In Aboleth we use function composition to compose machine learning models. These models are callable python classes that when called return a TensorFlow computational graph (really a tf.Tensor). We can best demonstrate this with a few examples.
This is a simple demo that draws a random, non linear function from a Gaussian process with a specified kernel and length scale. We then use Aboleth (in Gaussian process approximation mode) to try to learn this function given only a few noisy observations of it. This script also demonstrates how we can divide the data into mini-batches using utilities in the tf.train module, and how we can use tf.train.MonitoredTrainingSession to log the learning progress.

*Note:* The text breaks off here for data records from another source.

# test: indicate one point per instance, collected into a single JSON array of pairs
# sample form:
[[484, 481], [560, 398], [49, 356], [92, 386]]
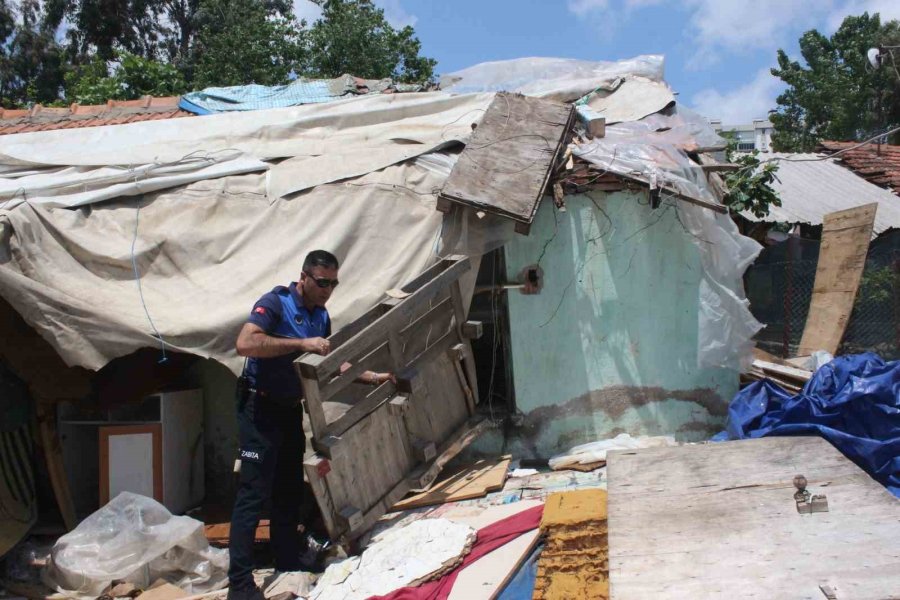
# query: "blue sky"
[[718, 52]]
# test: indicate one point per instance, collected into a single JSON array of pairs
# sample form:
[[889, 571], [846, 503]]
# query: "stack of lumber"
[[574, 563], [786, 375]]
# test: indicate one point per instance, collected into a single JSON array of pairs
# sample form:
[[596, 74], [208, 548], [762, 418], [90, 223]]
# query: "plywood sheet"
[[842, 258], [462, 483], [573, 563], [720, 521], [506, 164]]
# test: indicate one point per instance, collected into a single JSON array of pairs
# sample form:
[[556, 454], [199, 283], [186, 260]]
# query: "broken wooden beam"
[[506, 165]]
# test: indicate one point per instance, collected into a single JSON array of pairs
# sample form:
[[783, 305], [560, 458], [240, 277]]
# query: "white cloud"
[[394, 12], [306, 10], [743, 26], [585, 7], [750, 101]]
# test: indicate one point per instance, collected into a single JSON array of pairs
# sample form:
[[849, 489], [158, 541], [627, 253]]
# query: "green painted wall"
[[610, 343]]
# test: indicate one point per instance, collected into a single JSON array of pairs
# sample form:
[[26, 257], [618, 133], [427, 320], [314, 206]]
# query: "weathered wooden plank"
[[316, 469], [842, 258], [324, 443], [312, 400], [463, 483], [345, 379], [378, 330], [52, 448], [373, 445], [457, 355], [720, 521], [505, 167], [424, 476]]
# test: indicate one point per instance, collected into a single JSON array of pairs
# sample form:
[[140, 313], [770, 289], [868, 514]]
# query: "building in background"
[[754, 136]]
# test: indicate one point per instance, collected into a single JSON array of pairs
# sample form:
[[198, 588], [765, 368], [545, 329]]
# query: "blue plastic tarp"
[[521, 586], [300, 91], [853, 402]]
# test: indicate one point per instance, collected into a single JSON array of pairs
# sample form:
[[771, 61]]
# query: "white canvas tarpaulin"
[[110, 235], [563, 79], [204, 254], [323, 143]]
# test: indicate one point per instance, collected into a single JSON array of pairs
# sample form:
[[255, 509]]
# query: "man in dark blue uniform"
[[284, 324]]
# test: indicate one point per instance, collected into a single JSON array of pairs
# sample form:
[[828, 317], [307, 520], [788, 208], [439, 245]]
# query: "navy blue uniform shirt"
[[281, 313]]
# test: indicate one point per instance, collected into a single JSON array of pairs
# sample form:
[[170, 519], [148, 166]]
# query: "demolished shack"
[[600, 267]]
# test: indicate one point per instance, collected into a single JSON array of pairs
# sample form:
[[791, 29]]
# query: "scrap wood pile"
[[766, 366], [842, 259]]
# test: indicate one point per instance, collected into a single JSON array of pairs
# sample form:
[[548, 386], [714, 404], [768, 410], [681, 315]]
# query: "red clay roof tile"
[[114, 112], [879, 164]]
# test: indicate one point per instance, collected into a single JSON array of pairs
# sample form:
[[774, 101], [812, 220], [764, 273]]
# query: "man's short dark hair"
[[320, 258]]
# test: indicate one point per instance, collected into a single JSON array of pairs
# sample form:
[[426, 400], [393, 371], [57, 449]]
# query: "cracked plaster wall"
[[610, 343]]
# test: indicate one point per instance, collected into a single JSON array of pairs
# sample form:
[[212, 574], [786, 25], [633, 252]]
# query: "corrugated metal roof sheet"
[[811, 189], [878, 163]]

This demo can be used to generate figures like the following:
#! /usr/bin/env python3
"""This demo uses Aboleth for approximate Gaussian process regression."""
import logging
import numpy as np
import bokeh.plotting as bk
import bokeh.palettes as bp
import tensorflow as tf
# from sklearn.gaussian_process.kernels import Matern as kern
from sklearn.gaussian_process.kernels import RBF as kern
import aboleth as ab
from aboleth.likelihoods import Normal
from aboleth.datasets import gp_draws
# Set up a python logger so we can see the output of MonitoredTrainingSession
logger = logging.getLogger()
logger.setLevel(logging.INFO)
# Set up a consistent random seed in Aboleth so we get repeatable, but random
# results
RSEED = 666
ab.set_hyperseed(RSEED)
# Data settings
N = 1000 # Number of training points to generate
Ns = 400 # Number of testing points to generate
kernel = kern(length_scale=0.5) # Kernel to use for making a random GP draw
true_noise = 0.1 # Add noise to the GP draws, to make things a little harder
# Model settings
n_samples = 5 # Number of random samples to get from an Aboleth net
n_pred_samples = 10 # This will give n_samples by n_pred_samples predictions
n_epochs = 200 # how many times to see the data for training
batch_size = 10 # mini batch size for stochastric gradients
config = tf.ConfigProto(device_count={'GPU': 0}) # Use GPU? 0 is no
# Model initialisation
variance = tf.Variable(1.) # Likelihood variance initialisation, and learning
reg = 1. # Initial weight prior variance, this is optimised later
# Random Fourier Features
# lenscale = tf.Variable(1.) # learn the length scale
# kern = ab.RBF(lenscale=ab.pos(lenscale)) # keep the length scale positive
# Variational Fourier Features -- length-scale setting here is the "prior", we
# can choose to optimise this or not
lenscale = 1.
kern = ab.RBFVariational(lenscale=lenscale) # This is VAR-FIXED kernel from
# Cutjar et. al. 2017
# This is how we make the "latent function" of a Gaussian process, here
# n_features controls how many random basis functions we use in the
# approximation. The more of these, the more accurate, but more costly
# computationally. "full" indicates we want a full-covariance matrix Gaussian
# posterior of the model weights. This is optional, but it does greatly improve
Here we demonstrate a slightly different take on Bayesian deep learning. Yarin Gal in his thesis and associate publications demonstrates that we can view regular neural networks with dropout as a form of variational inference with specific prior and posterior distributions on the weights.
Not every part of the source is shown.